Microbial bile acids (MBAs) are gut microbiota-derived metabolites with diverse structures and promising therapeutic potential. However, their extremely low natural abundance has hindered systematic investigation and drug development. To address this limitation, we aimed to establish a sustainable biosynthetic platform in \textit{Saccharomyces cerevisiae} for the production of ursodeoxycholic acid (UDCA), a representative therapeutic MBA, and its derivatives. This work reconstructed three modular sub-pathways in yeast: (1) de novo biosynthesis of cholesterol, (2) multi-step oxidative transformation from cholesterol to chenodeoxycholic acid (CDCA), and (3) microbial conversion of CDCA to UDCA and its taurine-conjugated form TUDCA. Proof-of-concept was achieved for de novo cholesterol production by rewiring the yeast sterol pathway.
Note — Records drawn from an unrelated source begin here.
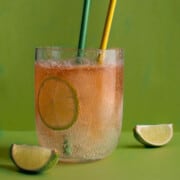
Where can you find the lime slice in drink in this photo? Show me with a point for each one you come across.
(153, 135)
(57, 103)
(33, 159)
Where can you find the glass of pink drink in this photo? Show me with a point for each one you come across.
(79, 101)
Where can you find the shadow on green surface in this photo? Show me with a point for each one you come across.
(8, 167)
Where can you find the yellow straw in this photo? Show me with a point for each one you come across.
(107, 27)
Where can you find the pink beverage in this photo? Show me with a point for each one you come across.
(79, 106)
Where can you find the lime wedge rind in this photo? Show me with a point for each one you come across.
(25, 159)
(153, 135)
(75, 107)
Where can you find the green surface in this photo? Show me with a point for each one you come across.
(147, 30)
(130, 160)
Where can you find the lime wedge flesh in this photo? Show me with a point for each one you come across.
(33, 159)
(57, 103)
(153, 135)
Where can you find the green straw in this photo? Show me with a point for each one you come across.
(83, 31)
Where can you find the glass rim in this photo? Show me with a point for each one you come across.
(73, 49)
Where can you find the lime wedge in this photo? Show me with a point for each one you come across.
(153, 135)
(57, 103)
(33, 159)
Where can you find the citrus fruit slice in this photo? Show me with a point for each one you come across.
(153, 135)
(34, 159)
(57, 103)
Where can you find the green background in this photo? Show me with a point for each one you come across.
(148, 30)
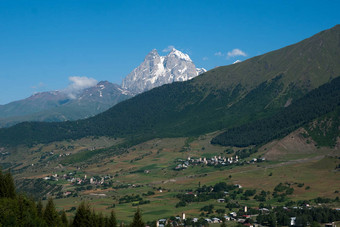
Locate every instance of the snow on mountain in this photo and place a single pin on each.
(157, 70)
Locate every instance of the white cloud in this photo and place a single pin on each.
(78, 83)
(236, 52)
(40, 85)
(169, 48)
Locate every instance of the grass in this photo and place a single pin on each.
(311, 167)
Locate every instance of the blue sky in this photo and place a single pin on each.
(44, 42)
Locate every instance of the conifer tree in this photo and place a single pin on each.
(64, 218)
(137, 220)
(7, 187)
(51, 216)
(112, 222)
(40, 208)
(10, 187)
(83, 216)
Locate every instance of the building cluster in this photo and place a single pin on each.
(216, 160)
(78, 180)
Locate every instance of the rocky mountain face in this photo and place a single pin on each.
(254, 101)
(157, 70)
(59, 106)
Eleven heterologous genes were successfully integrated for the CDCA sub-pathway, and intermediate bottlenecks were identified using a series of partial gene cluster strains and untargeted metabolomics. In parallel, the final conversion module demonstrated efficient CDCA-to-UDCA epimerization (>1 g/L) and enabled TUDCA production by co-expressing taurine biosynthesis and conjugation modules. The platform also allowed successful production of GUDCA, a glycine-conjugated UDCA derivative. Our results highlight key challenges in reconstructing complex eukaryotic pathways, including cofactor imbalance, subcellular localization, and regulatory constraints. Nevertheless, we establish a modular and extensible platform for MBA biosynthesis in yeast, paving the way for MBA drug discovery and scalable therapeutic compound production.